Report: No real substitute for NSA’s bulk data collection

A new report from the National Research Council concludes that untargeted, or bulk, data collection remains probably the best method for fulfilling the National Security Agency’s mission. However, the report’s authors note, there are measures that can be taken to make that practice more transparent and less susceptible to agency abuse.

The 80-plus-page report, which was written in response to a presidential directive to investigate alternatives to bulk data collection by the intelligence community, lays out various possible methods of targeting data collection to specific individuals, groups or behavior patterns –ranging from machine learning to real-time analysis — but seems to come down on the side of the status quo. The only way to investigate newly identified suspects or new information is to have a large database that might already include relevant data, the report explained.

The report does offer suggestions for improving public trust in the process, primarily focused on improving the sanctity of the bulk datastore and how that data is accessed. It suggests a combination of automated and manual procedures for regulating who can access what data, what types of queries can be run in what situations, and auditing all database-query activity.


The NSA already has numerous controls in place to address these concerns but, the report notes, it can be difficult to convince skeptics of their effectiveness because of the secrecy of the agency’s operations. Indeed, I’ve has reported on some of those controls before, including limitations on what types of queries and collection are allowed, and the cell-level security of the NSA’s home-grown Accumulo database system.

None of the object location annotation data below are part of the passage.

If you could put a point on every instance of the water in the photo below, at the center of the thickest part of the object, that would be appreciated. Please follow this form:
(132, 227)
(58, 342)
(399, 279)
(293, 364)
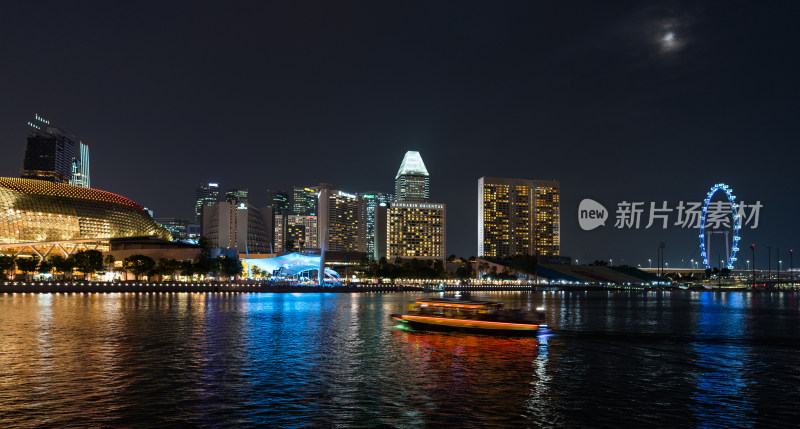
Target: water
(337, 360)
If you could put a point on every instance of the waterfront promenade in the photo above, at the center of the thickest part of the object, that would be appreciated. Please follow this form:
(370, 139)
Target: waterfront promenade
(245, 286)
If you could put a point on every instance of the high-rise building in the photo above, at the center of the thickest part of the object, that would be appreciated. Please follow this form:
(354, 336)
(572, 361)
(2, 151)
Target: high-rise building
(279, 200)
(243, 227)
(415, 230)
(300, 230)
(178, 228)
(304, 201)
(368, 203)
(518, 217)
(236, 196)
(338, 220)
(50, 154)
(205, 195)
(412, 182)
(80, 167)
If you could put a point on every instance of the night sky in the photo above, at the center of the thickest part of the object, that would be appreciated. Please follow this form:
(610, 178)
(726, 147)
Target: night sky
(620, 101)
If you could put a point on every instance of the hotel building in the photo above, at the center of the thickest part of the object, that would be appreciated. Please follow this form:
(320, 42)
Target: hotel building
(242, 227)
(300, 229)
(338, 220)
(368, 203)
(205, 195)
(412, 182)
(518, 217)
(55, 155)
(416, 230)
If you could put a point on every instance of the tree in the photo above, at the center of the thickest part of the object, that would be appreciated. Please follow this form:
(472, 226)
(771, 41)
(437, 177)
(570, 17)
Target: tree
(168, 267)
(28, 265)
(482, 267)
(523, 263)
(215, 267)
(61, 264)
(88, 262)
(188, 269)
(464, 272)
(45, 267)
(110, 262)
(7, 263)
(230, 267)
(138, 264)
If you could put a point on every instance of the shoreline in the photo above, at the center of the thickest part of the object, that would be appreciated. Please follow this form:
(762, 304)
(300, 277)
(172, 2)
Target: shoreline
(263, 287)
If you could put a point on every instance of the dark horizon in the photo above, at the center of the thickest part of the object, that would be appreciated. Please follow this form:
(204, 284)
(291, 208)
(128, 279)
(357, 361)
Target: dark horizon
(621, 102)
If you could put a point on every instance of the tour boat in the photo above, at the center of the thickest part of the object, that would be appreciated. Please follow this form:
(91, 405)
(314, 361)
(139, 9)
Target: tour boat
(485, 317)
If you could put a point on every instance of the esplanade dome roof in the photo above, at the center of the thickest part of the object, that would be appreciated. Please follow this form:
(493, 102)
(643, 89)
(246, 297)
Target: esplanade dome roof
(37, 211)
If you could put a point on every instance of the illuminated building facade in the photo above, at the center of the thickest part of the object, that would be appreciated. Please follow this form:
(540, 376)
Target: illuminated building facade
(236, 196)
(178, 228)
(50, 154)
(242, 227)
(80, 167)
(412, 182)
(301, 230)
(205, 195)
(42, 211)
(368, 203)
(304, 201)
(518, 217)
(279, 200)
(416, 230)
(338, 220)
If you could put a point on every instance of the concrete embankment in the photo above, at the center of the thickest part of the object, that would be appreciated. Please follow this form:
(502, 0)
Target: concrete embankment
(108, 287)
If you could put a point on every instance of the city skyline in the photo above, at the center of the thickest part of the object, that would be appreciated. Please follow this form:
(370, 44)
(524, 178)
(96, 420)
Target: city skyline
(645, 102)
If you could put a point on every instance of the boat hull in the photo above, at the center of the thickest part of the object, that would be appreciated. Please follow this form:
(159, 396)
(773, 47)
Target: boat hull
(467, 325)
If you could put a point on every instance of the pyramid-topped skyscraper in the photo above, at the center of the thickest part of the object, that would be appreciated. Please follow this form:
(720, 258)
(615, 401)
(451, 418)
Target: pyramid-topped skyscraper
(412, 182)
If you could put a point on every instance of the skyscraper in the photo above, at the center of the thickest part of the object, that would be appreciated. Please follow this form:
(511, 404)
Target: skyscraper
(368, 203)
(236, 196)
(416, 230)
(304, 201)
(299, 230)
(338, 220)
(279, 200)
(205, 195)
(518, 217)
(242, 227)
(80, 167)
(412, 182)
(50, 154)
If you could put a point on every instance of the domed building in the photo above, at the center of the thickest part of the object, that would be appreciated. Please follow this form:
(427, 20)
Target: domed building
(34, 211)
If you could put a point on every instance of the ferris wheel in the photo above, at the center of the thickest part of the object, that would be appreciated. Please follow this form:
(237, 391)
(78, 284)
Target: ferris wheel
(731, 246)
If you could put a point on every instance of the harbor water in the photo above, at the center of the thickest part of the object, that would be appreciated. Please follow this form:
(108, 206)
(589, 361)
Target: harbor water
(684, 358)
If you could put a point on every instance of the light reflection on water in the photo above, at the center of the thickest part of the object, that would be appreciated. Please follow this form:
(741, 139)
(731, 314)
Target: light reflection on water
(287, 360)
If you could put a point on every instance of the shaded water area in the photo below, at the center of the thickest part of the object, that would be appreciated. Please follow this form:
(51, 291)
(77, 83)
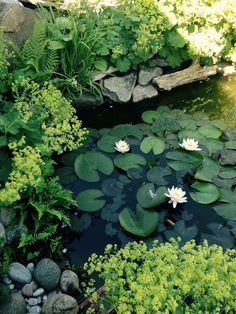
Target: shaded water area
(216, 97)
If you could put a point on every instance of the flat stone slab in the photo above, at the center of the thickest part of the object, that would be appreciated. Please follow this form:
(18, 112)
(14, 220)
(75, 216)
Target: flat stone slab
(119, 89)
(144, 92)
(192, 74)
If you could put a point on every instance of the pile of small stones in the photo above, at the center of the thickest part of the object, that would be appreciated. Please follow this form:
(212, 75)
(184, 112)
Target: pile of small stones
(41, 288)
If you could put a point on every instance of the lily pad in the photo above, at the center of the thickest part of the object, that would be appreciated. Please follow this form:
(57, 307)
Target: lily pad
(148, 196)
(107, 143)
(89, 200)
(129, 160)
(142, 223)
(88, 166)
(125, 130)
(210, 131)
(207, 193)
(228, 211)
(152, 143)
(150, 116)
(184, 160)
(209, 169)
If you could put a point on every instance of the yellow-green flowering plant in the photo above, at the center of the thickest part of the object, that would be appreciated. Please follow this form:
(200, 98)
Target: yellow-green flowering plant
(166, 278)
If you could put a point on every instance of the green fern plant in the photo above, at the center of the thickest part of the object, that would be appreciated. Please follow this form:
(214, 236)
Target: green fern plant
(38, 58)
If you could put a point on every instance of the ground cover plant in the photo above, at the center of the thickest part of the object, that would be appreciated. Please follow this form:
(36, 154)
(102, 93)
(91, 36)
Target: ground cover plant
(166, 278)
(174, 30)
(127, 175)
(36, 122)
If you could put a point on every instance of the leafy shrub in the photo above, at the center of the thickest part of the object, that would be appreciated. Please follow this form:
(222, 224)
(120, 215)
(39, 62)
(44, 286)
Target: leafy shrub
(167, 278)
(40, 122)
(174, 30)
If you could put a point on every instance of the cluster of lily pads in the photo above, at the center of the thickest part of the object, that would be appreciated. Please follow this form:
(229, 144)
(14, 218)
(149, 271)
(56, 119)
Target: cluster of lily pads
(147, 177)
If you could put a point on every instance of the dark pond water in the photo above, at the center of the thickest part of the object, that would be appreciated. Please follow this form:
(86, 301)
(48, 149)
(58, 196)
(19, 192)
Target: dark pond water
(217, 97)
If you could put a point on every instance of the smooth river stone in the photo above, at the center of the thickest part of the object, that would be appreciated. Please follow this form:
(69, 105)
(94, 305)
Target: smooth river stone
(19, 273)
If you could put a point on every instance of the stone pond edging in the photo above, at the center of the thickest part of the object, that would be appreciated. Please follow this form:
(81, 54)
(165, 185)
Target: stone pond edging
(41, 288)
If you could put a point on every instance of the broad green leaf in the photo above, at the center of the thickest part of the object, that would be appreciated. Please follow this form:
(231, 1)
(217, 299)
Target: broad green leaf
(152, 143)
(107, 143)
(210, 131)
(66, 174)
(148, 196)
(184, 160)
(230, 145)
(89, 201)
(212, 144)
(129, 160)
(165, 124)
(150, 116)
(219, 124)
(207, 193)
(100, 64)
(88, 166)
(209, 169)
(228, 211)
(125, 130)
(229, 173)
(142, 223)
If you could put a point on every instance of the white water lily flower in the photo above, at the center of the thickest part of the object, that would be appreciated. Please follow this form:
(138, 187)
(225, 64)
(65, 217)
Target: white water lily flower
(152, 195)
(176, 196)
(190, 144)
(122, 146)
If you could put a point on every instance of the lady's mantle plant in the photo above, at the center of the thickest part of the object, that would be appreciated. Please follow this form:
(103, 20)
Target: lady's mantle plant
(166, 278)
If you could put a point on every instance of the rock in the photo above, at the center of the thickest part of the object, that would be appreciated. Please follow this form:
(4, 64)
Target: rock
(32, 301)
(119, 89)
(38, 292)
(17, 21)
(47, 274)
(6, 280)
(100, 75)
(69, 282)
(192, 74)
(6, 216)
(88, 99)
(30, 267)
(19, 273)
(27, 290)
(15, 305)
(147, 74)
(60, 304)
(35, 309)
(15, 233)
(144, 92)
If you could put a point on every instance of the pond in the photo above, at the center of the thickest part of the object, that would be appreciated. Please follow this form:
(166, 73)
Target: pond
(94, 230)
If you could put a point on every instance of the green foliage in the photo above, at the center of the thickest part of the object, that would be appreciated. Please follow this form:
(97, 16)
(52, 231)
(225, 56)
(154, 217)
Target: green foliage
(173, 30)
(166, 278)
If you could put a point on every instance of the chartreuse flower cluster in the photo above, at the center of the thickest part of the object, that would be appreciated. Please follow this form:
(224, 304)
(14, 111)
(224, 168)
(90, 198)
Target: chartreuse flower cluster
(167, 278)
(27, 172)
(61, 128)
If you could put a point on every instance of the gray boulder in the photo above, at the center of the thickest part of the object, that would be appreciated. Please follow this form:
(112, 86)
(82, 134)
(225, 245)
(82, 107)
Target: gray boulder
(146, 74)
(119, 89)
(19, 273)
(47, 273)
(15, 305)
(144, 92)
(17, 21)
(60, 304)
(69, 282)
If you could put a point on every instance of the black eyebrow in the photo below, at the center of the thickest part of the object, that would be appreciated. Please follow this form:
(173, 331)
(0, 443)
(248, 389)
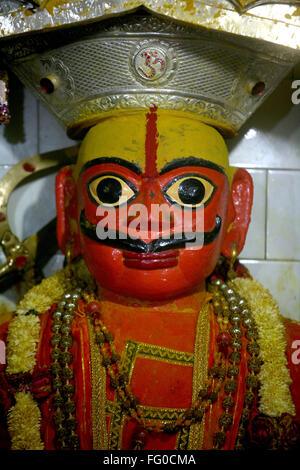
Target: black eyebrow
(191, 161)
(118, 161)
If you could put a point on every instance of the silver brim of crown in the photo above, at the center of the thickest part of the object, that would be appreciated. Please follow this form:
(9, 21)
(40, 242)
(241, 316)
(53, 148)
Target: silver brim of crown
(103, 67)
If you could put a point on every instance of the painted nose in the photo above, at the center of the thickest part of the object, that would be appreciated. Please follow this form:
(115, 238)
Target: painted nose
(150, 216)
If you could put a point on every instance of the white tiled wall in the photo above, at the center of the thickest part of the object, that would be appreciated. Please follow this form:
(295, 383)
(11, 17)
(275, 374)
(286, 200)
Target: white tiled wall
(268, 146)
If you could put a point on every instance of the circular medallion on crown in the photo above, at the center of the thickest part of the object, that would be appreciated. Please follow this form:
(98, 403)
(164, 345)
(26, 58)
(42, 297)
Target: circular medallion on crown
(153, 62)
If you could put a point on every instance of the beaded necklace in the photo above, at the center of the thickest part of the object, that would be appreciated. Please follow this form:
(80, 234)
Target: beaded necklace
(235, 321)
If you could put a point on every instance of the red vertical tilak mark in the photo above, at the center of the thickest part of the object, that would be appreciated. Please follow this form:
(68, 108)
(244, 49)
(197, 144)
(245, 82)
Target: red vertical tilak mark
(151, 143)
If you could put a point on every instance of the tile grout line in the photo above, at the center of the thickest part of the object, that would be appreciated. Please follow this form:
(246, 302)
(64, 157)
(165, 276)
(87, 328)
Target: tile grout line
(263, 168)
(266, 212)
(273, 260)
(38, 128)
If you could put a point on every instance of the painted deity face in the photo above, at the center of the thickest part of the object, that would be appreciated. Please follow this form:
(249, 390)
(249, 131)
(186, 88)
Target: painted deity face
(157, 184)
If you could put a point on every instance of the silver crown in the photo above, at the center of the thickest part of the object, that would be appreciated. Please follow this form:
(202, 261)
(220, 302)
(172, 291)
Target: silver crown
(140, 60)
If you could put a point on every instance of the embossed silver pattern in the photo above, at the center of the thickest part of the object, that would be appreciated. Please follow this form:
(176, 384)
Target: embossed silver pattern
(194, 73)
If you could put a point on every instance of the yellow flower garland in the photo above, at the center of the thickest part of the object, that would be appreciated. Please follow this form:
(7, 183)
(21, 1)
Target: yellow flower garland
(23, 335)
(275, 395)
(24, 423)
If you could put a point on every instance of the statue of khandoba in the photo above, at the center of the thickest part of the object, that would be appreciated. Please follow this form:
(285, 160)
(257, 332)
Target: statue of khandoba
(153, 336)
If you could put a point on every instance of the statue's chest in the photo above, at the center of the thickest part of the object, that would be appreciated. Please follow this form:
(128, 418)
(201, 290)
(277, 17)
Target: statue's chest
(157, 358)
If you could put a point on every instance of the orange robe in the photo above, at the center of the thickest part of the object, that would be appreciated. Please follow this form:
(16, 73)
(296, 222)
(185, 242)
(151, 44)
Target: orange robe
(167, 352)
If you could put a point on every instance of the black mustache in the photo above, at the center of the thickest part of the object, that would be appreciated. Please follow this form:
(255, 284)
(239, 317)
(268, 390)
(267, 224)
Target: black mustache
(140, 246)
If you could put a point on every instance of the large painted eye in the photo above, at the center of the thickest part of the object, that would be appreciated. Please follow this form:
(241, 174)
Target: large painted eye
(189, 191)
(111, 190)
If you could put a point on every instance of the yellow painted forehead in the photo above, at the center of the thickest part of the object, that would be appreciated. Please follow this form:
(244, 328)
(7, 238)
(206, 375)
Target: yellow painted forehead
(176, 136)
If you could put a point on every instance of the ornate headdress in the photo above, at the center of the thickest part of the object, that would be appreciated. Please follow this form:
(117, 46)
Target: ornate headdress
(205, 58)
(217, 59)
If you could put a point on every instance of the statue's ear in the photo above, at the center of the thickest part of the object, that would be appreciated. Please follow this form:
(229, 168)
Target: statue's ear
(239, 212)
(66, 205)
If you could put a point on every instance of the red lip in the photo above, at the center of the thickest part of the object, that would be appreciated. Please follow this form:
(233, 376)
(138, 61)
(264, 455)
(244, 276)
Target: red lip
(163, 259)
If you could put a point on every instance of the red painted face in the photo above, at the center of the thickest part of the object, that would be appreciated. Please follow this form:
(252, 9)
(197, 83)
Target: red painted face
(166, 222)
(156, 268)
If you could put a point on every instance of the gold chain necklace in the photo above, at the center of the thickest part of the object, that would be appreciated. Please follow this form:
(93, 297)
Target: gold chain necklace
(231, 311)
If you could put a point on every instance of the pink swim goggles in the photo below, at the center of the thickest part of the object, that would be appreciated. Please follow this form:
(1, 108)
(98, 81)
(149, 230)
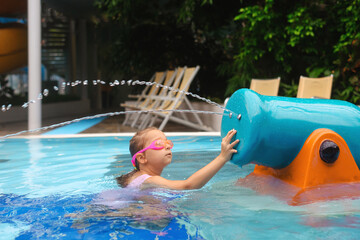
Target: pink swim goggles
(155, 145)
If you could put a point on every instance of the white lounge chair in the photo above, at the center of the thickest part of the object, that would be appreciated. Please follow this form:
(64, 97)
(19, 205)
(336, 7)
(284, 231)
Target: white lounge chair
(143, 98)
(172, 102)
(315, 87)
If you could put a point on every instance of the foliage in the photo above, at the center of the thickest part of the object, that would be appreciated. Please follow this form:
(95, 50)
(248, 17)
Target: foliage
(289, 39)
(289, 90)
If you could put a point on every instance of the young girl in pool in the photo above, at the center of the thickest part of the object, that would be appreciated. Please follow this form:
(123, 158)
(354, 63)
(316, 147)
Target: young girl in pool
(151, 153)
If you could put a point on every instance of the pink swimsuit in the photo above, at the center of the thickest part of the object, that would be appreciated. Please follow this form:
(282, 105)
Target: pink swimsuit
(136, 183)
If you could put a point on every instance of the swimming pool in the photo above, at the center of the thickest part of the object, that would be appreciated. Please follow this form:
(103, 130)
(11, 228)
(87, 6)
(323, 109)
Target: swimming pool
(49, 188)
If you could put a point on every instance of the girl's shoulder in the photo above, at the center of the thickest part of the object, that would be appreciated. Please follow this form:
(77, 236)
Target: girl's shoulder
(137, 180)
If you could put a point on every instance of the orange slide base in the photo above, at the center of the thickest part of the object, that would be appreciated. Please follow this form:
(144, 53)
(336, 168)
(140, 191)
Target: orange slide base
(308, 178)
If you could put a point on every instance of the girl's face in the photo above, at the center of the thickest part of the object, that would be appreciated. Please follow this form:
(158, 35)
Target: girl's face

In addition to improving on existing protocols, the report suggests that new avenues of research for automating the data privacy of U.S. citizens might include advanced encryption techniques, and how to enable lawyers or other non-technical personnel to program policies that govern data usage. In May, we covered some Microsoft research into the latter possibility.

One alternative to bulk collection that the report suggests is to rely on businesses to store customer data and supply it as needed. This way the NSA isn’t technically collecting or storing data, which could mitigate citizen fears over mass government surveillance. Of course, the report notes, those companies might have strong incentives not to comply with the governments — something we’ve already seen from certain companies following accusations that they were in cahoots with the NSA.


However, the report does acknowledge some fundamental flaws with any attempts to improve NSA protocol. A particularly troubling one is the varying terminology different analysts, agencies and the FISC court use to describe the same things — a situation that led to NSA analysts accessing domestic telephone metadata “for several years in some instances.” Another tricky consideration is how to regulate data usage once it has been disseminated to other agencies and ported onto commercial operating systems and data-analysis software, and mixed with other data sources.

There’s also the fact that the report’s authors were only presented with three unclassified use cases to analyze for possible alternative to bulk data collection. “[I]t was told this that this is not a complete set, so its search for collection alternatives was limited,” the report states.

The report expressly avoids taking any position on whether the NSA’s data practices are sound public policy, and it avoids discussion of how some data is collected in the first place. Especially in the case of web data, where documents released by Edward Snowden show the agency essentially hacking into corporate systems and networks, it’s the methods of collection that really have some people upset.

The Washington Post's slide purporting to show NSA hacking.

The Washington Post’s slide purporting to show NSA hacking.